Given two positive integers n and k, the binary string Sn is formed as follows:

• S1 = "0"

• Si = Si-1 + "1" + reverse(invert(Si-1)) for i > 1

Where + denotes the concatenation operation, reverse(x) returns the reversed string x, and invert(x) inverts all the bits in x (0 changes to 1 and 1 changes to 0).

For example, the first 4 strings in the above sequence are:

• S1 = "0"

• S2 = "011"

• S3 = "0111001"

• S4 = "011100110110001"

Return the kth bit in Sn.

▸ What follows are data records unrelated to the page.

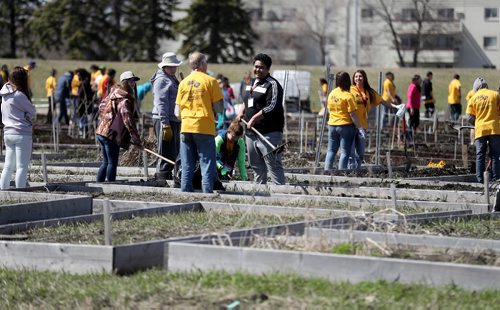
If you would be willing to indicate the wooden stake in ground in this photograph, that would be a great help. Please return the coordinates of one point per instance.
(107, 222)
(44, 169)
(389, 165)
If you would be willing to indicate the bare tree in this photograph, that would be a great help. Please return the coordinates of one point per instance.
(418, 17)
(317, 16)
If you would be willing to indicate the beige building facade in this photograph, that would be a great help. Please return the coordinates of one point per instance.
(454, 33)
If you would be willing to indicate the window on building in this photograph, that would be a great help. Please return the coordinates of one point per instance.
(366, 40)
(439, 42)
(367, 13)
(330, 39)
(446, 14)
(409, 14)
(490, 43)
(289, 13)
(491, 13)
(408, 42)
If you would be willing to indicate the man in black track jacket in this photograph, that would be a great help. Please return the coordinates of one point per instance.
(263, 110)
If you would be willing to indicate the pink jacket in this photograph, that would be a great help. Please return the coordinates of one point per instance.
(413, 94)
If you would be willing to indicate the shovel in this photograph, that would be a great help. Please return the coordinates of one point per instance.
(159, 156)
(275, 149)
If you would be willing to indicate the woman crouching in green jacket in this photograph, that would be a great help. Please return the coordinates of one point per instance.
(230, 147)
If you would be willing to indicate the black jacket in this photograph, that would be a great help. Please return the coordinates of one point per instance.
(267, 95)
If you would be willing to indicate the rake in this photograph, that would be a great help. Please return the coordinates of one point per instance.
(275, 149)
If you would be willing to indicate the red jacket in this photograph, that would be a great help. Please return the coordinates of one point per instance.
(414, 96)
(125, 105)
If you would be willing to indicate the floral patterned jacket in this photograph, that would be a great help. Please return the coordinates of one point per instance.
(124, 104)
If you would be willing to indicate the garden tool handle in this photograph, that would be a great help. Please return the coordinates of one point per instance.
(159, 156)
(259, 134)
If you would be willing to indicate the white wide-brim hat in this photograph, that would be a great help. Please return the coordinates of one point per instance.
(169, 59)
(128, 75)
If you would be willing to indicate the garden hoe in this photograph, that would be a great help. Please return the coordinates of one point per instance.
(275, 149)
(159, 156)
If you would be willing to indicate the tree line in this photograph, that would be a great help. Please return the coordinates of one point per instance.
(124, 30)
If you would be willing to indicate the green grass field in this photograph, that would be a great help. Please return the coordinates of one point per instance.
(144, 70)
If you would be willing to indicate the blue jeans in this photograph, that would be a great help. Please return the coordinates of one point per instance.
(63, 111)
(482, 143)
(339, 137)
(110, 154)
(195, 146)
(357, 152)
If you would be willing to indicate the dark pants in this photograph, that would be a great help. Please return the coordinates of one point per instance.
(168, 149)
(110, 155)
(49, 112)
(493, 142)
(413, 122)
(63, 112)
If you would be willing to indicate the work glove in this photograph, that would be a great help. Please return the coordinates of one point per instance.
(220, 121)
(223, 171)
(362, 133)
(166, 132)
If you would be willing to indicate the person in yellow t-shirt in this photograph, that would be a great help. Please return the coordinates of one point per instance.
(483, 112)
(343, 122)
(389, 93)
(365, 97)
(75, 93)
(199, 98)
(454, 97)
(50, 87)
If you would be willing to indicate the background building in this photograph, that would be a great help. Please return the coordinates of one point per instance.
(446, 33)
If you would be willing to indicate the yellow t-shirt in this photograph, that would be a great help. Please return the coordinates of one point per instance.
(340, 104)
(454, 92)
(196, 95)
(469, 95)
(485, 106)
(50, 85)
(364, 106)
(389, 89)
(75, 85)
(324, 88)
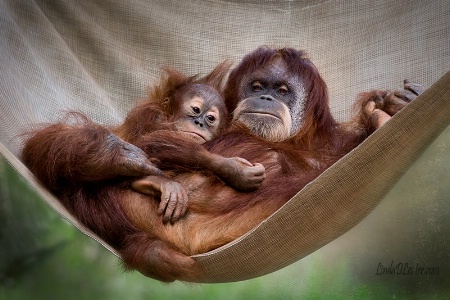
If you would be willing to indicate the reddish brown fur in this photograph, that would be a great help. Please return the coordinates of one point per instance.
(217, 213)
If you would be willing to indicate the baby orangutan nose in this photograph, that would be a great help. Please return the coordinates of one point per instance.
(199, 123)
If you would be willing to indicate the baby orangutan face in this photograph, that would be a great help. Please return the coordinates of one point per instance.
(201, 113)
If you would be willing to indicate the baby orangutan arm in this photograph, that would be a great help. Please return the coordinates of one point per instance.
(183, 155)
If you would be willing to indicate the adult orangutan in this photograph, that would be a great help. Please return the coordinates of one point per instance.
(281, 119)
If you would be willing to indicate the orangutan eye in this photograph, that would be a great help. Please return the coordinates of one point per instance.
(257, 86)
(283, 90)
(210, 119)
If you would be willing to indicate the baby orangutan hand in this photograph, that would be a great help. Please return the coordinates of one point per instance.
(174, 199)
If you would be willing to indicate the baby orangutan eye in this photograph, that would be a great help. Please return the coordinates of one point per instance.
(210, 119)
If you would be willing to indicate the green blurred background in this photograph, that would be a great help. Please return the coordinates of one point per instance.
(44, 257)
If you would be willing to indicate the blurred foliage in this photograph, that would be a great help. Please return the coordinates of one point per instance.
(44, 257)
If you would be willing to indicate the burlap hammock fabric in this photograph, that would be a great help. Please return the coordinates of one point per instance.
(100, 56)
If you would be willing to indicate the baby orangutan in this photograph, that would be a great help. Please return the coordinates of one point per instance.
(75, 161)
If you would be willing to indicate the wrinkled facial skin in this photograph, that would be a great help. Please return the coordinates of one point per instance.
(200, 113)
(273, 101)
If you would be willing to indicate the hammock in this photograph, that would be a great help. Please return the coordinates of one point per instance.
(99, 57)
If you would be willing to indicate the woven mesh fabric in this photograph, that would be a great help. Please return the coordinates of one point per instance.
(100, 57)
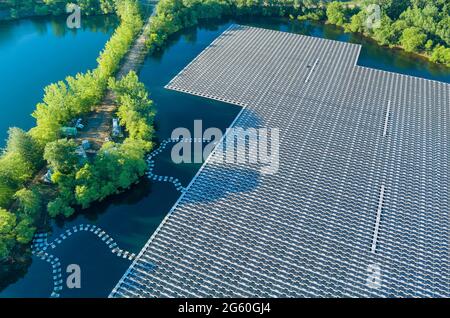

It is guaranteed that k is valid for the given n.

Example 1:

Input: n = 3, k = 1
Output: "0"
Explanation: S3 is "0111001". The first bit is "0".

Example 2:

Input: n = 4, k = 11
Output: "1"
Explanation: S4 is "011100110110001". The 11th bit is "1".

Example 3:

Input: n = 1, k = 1
Output: "0"

Example 4:

Input: n = 2, k = 3
Output: "1"

Constraints:

• 1 <= n <= 20

• 1 <= k <= 2n - 1

class Solution {
    public char findKthBit(int n, int k) {
        if (n == 1)
            return '0';
        // Calculate length of Sn (2^n - 1)
        int len = (1 << n) - 1;
        int mid = (len / 2) + 1;
        // The middle will always be '1', because of how we create Sn
        if (k == mid)
            return '1';
        else if (k < mid)
            return findKthBit(n - 1, k);
        else
            // Find the answer received from 2nd part, because 2nd part is created
            // by flipping and inverting
            return findKthBit(n - 1, len - k + 1) == '0' ? '1' : '0';
    }
}